Character variable/function names

## this works (character arguments are recognized as functions)
checkglobals(text = 'do.call(args = list(1), what = "median")')
checkglobals(text = 'Map("g", 1, n = 1)')
checkglobals(text = 'stats::aggregate(x ~ ., data = y, FUN = "g")')

## this doesn't work (evaluation is required)
checkglobals(text = 'g <- "f"; Map(g, 1, n = 1)')
checkglobals(text = "eval(substitute(g))") ## same for ~, expression, quote, bquote, Quote, etc.
## this works (calling a function in an exotic way)
checkglobals(text = '"head"(1:10)')
checkglobals(text = '`::`("utils", "head")(1:10)')
checkglobals(text = 'list("function" = utils::head)$`function`(1:10)')

## this doesn't work (evaluation is required)
checkglobals(text = 'get("head")(1:10)')
checkglobals(text = 'methods::getMethod("f", signature = "ANY")')

Package loading

## this works (simple evaluation of package names)
checkglobals(text = 'attachNamespace("utils"); head(1:10)')
checkglobals(text = 'pkg <- "utils"; library(pkg, character.only = TRUE); head(1:10)')

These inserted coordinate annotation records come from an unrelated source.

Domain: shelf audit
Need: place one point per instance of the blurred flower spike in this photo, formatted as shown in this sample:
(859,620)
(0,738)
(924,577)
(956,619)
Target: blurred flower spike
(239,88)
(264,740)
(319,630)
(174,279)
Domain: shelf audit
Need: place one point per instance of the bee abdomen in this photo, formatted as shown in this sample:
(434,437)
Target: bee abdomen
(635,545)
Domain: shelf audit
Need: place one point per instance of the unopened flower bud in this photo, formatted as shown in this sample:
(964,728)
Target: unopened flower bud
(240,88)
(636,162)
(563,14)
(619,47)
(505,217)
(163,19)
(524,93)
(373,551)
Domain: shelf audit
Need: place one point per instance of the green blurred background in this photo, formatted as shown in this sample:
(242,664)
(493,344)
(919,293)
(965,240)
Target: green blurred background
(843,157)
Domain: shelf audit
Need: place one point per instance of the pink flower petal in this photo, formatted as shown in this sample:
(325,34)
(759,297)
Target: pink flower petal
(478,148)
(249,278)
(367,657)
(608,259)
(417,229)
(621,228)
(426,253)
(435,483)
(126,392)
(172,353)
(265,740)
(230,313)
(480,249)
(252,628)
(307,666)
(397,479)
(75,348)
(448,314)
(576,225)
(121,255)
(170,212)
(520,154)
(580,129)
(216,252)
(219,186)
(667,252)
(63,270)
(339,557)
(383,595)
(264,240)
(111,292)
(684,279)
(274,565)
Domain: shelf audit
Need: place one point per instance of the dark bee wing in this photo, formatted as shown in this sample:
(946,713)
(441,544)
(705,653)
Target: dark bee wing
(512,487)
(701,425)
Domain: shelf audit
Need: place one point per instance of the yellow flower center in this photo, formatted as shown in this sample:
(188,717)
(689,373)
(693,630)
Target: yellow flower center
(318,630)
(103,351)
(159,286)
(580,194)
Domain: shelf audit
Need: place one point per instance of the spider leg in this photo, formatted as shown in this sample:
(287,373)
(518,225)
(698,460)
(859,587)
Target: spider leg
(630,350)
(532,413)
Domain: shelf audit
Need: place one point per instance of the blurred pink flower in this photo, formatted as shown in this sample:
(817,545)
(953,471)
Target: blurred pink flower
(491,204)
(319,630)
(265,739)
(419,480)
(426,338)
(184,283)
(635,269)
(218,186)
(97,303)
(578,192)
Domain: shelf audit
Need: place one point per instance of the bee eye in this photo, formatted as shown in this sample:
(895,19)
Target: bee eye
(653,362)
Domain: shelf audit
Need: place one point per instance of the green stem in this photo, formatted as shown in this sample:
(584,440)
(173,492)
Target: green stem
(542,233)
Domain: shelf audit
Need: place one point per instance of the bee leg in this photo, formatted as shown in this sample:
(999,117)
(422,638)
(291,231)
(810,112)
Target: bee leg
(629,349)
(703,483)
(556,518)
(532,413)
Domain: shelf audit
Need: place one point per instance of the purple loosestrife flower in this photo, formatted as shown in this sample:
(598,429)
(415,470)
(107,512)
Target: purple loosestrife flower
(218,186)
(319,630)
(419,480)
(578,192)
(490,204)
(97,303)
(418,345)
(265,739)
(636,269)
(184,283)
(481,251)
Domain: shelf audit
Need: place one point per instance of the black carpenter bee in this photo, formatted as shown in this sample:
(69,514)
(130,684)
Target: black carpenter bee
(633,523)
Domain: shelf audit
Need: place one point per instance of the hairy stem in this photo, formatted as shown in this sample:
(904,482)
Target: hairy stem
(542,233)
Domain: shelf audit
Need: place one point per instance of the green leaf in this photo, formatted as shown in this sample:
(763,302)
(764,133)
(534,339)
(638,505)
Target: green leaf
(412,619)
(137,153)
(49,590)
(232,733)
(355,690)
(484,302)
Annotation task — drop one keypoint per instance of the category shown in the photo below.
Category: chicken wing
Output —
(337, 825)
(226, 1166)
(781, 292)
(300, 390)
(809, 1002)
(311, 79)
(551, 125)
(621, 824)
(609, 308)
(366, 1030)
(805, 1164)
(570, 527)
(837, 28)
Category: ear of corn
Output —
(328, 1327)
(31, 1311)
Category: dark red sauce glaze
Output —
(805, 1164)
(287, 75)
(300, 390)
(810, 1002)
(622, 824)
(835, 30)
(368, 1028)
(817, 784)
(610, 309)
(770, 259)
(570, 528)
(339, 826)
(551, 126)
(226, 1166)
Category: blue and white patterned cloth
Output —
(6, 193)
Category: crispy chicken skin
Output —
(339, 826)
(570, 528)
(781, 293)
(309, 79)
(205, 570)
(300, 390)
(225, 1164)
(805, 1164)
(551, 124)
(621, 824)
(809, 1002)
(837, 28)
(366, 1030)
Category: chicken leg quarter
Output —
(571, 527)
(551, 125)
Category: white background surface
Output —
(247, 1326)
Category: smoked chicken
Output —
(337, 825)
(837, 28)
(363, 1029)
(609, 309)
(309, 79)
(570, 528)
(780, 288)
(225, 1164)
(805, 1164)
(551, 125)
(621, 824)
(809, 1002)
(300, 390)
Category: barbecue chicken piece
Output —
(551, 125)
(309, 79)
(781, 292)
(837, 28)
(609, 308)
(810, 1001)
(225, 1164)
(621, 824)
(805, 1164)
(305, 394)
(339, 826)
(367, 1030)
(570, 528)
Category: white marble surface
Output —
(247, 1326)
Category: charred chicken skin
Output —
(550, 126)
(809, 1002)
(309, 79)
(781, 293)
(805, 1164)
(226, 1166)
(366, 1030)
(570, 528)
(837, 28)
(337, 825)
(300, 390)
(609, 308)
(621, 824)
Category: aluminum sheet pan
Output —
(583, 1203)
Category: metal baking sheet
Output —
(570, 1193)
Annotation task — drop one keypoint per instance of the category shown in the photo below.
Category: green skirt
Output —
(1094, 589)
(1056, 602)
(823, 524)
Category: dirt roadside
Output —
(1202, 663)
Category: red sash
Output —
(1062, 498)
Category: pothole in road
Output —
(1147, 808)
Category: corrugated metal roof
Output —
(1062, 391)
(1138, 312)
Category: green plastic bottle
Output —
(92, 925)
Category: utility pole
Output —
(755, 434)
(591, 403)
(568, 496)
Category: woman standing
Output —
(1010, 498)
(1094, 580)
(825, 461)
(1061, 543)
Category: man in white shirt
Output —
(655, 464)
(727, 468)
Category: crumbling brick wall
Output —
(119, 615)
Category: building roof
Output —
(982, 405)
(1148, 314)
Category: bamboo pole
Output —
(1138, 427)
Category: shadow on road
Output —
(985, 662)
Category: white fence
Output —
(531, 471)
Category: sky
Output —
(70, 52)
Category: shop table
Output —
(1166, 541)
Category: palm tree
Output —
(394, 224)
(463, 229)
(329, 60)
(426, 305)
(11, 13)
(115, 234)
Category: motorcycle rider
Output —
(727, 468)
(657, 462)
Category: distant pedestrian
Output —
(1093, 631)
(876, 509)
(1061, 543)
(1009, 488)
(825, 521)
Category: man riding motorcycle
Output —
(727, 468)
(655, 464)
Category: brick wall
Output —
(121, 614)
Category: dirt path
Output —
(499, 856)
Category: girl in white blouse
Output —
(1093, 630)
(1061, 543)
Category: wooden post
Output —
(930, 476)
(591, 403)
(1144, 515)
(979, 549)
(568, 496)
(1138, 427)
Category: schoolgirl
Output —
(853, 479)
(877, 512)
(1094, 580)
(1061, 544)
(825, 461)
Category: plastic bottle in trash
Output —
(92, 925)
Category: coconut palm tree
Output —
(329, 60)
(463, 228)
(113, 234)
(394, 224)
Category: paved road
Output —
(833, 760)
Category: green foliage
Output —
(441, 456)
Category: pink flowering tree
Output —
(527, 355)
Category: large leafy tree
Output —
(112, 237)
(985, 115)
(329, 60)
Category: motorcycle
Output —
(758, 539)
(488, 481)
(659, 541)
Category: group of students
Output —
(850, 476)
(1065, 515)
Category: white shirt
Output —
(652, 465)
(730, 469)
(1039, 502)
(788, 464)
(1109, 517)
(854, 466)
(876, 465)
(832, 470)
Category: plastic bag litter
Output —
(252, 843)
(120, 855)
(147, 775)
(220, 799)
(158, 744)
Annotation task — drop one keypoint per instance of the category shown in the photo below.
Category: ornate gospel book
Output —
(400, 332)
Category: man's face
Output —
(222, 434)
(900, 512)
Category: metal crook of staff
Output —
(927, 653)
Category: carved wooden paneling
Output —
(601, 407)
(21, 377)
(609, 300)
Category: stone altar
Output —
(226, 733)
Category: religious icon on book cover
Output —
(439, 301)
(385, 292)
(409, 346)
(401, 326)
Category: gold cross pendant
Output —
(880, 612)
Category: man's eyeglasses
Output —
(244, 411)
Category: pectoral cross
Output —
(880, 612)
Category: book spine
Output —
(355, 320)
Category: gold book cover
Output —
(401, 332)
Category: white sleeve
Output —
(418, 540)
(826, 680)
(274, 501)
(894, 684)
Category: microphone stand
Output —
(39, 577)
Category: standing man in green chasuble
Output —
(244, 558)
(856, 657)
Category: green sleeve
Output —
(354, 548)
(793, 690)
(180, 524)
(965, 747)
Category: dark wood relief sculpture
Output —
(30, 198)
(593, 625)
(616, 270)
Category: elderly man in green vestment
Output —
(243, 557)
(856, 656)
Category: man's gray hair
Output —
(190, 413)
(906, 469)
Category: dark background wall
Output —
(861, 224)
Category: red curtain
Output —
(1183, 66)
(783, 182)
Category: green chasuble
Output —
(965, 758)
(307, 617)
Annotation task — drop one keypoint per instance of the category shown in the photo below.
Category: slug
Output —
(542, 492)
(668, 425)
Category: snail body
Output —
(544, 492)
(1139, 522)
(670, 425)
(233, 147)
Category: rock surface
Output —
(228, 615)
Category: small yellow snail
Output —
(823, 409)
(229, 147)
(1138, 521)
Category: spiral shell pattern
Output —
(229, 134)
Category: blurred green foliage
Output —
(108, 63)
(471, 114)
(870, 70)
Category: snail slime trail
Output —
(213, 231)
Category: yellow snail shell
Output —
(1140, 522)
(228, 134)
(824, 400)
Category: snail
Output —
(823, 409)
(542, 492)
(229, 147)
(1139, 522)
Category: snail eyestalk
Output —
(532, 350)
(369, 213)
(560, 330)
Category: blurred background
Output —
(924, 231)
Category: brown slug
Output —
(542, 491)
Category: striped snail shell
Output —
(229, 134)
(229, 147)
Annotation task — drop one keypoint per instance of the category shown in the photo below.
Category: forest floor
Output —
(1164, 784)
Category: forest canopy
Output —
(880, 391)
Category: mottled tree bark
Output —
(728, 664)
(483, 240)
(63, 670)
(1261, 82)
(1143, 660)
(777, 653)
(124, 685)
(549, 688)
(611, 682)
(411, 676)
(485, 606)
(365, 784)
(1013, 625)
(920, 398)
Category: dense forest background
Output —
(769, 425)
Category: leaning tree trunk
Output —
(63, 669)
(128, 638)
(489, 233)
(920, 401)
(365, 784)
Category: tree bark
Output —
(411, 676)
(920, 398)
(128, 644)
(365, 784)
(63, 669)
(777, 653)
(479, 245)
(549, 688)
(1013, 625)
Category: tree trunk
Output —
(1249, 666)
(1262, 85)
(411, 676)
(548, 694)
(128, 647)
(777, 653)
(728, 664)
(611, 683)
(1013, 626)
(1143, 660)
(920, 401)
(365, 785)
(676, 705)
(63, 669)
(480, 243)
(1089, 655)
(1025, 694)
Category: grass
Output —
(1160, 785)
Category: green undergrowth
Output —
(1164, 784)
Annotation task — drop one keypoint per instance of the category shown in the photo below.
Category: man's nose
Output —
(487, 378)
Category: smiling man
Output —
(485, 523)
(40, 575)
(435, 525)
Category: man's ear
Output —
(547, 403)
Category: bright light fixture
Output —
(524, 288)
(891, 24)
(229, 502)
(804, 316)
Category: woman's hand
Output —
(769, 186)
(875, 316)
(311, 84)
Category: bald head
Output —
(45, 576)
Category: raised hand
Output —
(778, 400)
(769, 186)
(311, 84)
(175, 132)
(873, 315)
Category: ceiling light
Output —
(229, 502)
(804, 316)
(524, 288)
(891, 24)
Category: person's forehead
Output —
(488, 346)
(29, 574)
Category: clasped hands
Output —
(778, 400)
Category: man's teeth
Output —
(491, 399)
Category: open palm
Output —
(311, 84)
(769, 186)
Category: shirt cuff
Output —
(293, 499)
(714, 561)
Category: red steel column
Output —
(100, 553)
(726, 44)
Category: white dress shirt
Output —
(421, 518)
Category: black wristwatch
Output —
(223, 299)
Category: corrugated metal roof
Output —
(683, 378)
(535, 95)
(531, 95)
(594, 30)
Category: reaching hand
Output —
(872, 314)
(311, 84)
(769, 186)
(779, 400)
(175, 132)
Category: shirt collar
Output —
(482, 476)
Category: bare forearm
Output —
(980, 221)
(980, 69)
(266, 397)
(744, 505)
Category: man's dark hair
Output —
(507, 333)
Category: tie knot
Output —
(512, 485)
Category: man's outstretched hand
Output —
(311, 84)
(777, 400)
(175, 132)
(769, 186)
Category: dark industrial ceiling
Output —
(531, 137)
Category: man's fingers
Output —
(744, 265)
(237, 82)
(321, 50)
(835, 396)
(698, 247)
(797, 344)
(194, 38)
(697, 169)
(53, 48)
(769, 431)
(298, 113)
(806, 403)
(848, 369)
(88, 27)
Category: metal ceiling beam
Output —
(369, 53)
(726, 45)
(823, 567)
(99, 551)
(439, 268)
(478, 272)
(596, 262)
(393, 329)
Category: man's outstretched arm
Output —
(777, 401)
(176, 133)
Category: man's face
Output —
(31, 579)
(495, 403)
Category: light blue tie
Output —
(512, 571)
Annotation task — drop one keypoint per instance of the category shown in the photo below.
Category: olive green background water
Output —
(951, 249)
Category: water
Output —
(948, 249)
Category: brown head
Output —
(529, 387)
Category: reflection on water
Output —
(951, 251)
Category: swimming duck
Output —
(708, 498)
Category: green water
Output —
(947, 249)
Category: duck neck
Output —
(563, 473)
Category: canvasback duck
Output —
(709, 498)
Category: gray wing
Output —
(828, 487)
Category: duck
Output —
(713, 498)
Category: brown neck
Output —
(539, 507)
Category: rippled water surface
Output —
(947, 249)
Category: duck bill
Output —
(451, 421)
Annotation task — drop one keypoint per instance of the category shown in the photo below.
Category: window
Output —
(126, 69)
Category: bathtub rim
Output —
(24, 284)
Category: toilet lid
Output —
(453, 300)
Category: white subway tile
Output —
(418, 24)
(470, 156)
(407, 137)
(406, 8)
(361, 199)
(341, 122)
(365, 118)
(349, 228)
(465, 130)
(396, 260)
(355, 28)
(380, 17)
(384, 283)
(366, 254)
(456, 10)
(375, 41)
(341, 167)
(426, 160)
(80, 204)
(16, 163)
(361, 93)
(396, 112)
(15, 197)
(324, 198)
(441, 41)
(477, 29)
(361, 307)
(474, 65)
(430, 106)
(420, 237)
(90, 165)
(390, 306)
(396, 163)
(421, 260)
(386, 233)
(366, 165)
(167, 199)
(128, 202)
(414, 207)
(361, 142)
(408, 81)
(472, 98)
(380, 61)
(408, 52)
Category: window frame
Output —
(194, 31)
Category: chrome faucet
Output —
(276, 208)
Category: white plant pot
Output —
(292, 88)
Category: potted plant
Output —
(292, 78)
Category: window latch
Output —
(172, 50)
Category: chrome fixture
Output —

## this doesn't work (more complex evaluation is required)
checkglobals(text = 'pkg <- function() "utils"; library(pkg(), character.only = TRUE); head(1:10)')
checkglobals(text = 'loadPkg <- library; loadPkg(utils)')
checkglobals(text = 'box::use(utils[...])')

Unknown symbols

## this works (special functions self, private, super are recognized)
checkglobals(text = 'R6::R6Class("cl",
                   public = list(
                     initialize = function(...) self$f(...),
                     f = function(...) private$p
                   ),
                   private = list(
                     p = list()
                   ))')

## this doesn't work (data masking)
checkglobals(text = 'transform(mtcars, mpg2 = mpg^2)')
checkglobals(text = 'attach(iris); print(Sepal.Width)')

Lazy evaluation

## this works (basic lazy evaluation)
checkglobals(text = '{
    addy <- function(y) x + y 
    x <- 0
    addy(1)
}')
checkglobals(
  text = 'function() { 
    on.exit(rm(x))
    x <- 0 
}')

## this doesn't work (lazy evaluation in external functions)
checkglobals(
  text = 'server <- function(input, output) {
    add1x <- shiny::reactive({
      add1(input$x)
    })
    add1 <- function(x) x + 1  
  }')


Useful references

  • checkglobals, CRAN webpage of the checkglobals package including links to additional documentation.
  • codetools::findGlobals(), detects global variables from R-scripts via static code analysis. This and other codetools functions are used in the source code checks run by R CMD check.
  • globals, R-package by H. Bengtsson providing a re-implementation of the functions in codetools to identify global variables using various strategies for export in parallel computations.
  • renv::dependencies(), detects R-package dependencies by scanning all R-files in a project for imported functions or packages via static code analysis.
  • lintr, R-package by J. Hester and others to perform general static code analysis in R projects. lintr::object_usage_linter() provides a wrapper of codetools::checkUsage() to detect global variables similar to R CMD check.
  1. Unit testing with R CMD check does not require the use of external packages, but many package developers rely on packages such as testthat or tinytest for convenience and due to common practice.